Ce choix a un coût opérationnel : un expert-comptable spécialisé est recommandé, avec un ordre de grandeur de 400 à 600 euros par an. Pour certains projets, la location nue au réel et le déficit foncier peuvent être à regarder quand les travaux sont structurants. Et si vous êtes dans une logique de rénovation lourde éligible, le Denormandie est mentionné avec une condition de travaux à 25 % du budget et une réduction d’impôt « jusqu’à 21 % », selon zones éligibles. Là encore, je reviens à l’arbitrage : la fiscalité ne doit pas vous pousser à faire des travaux inutiles ou à acheter un emplacement faible.

Courte durée : possible, mais seulement si vous validez la conformité avant d’acheter

À Marseille, la courte durée peut séduire, mais elle se prépare avant la signature. Les vérifications mentionnées sont très concrètes : enregistrement, numéro, taxe de séjour, et surtout règles de copropriété et règlement intérieur. Selon les secteurs, il peut exister des restrictions : l’idée n’est pas de spéculer, mais de vérifier la réglementation en vigueur auprès de la mairie et du syndic, car il existe des risques d’amendes et de contentieux.

Quand la courte durée est incertaine, une stratégie meublée « moyenne durée » est évoquée comme alternative. Je garde la même ligne : mon approche privilégie un ordre d’action clair. On valide le cadre, puis on chiffre la gestion (assurance, conciergerie, nuisances), et seulement ensuite on met un prix sur la promesse de loyer.

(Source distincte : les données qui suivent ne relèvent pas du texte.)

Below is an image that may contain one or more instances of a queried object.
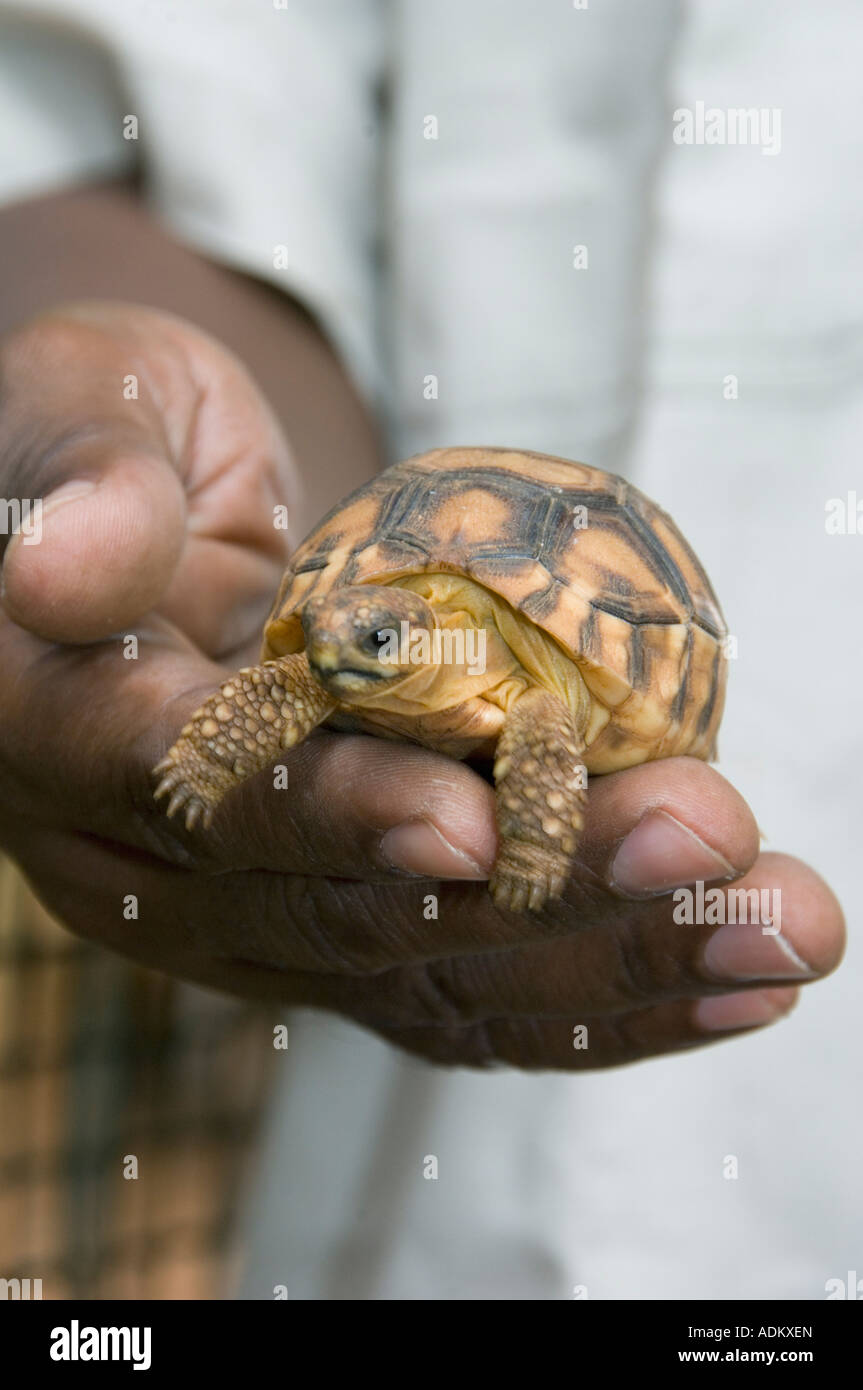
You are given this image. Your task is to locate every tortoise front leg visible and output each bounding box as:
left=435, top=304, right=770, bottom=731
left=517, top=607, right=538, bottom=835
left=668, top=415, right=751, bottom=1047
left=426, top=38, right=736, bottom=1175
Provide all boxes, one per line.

Le chemin le plus sûr avant de signer : une méthode en 5 contrôles

Si vous ne deviez garder qu’une logique, ce serait celle-ci : commencer par le point le plus concret, puis durcir les hypothèses. Je termine souvent mes échanges investisseurs avec cette checklist, parce qu’elle évite les erreurs coûteuses.

  • Emplacement : partir d’un tri par arrondissement, puis valider en micro-zone avec DVF, loyers observés et accessibilité.
  • DPE : intégrer le coût du diagnostic (100 à 400 euros) et un plan pour viser au moins D, avec l’échéance 2034 en tête.
  • Travaux : chiffrer, choisir des prestataires solides (au moins 2 ans), et refuser un projet sans devis réactifs (2 à 3 jours max).
  • Rendement net et cash flow : recalculer avec charges, vacance, et sensibilité si le taux, le loyer ou les travaux bougent.
  • Fiscalité et exploitation : LMNP micro-BIC ou réel, ou autre cadre selon travaux, et vérification stricte si courte durée.

Dans la pratique, ce processus donne une décision tenable encore dans six mois, même si le marché bouge ou si le chantier prend du retard. À Marseille, je privilégie les projets simples et solides : un micro-secteur lisible, un DPE maîtrisé, des travaux cadrés, et une stratégie locative que vous pouvez réellement exécuter, pas seulement imaginer.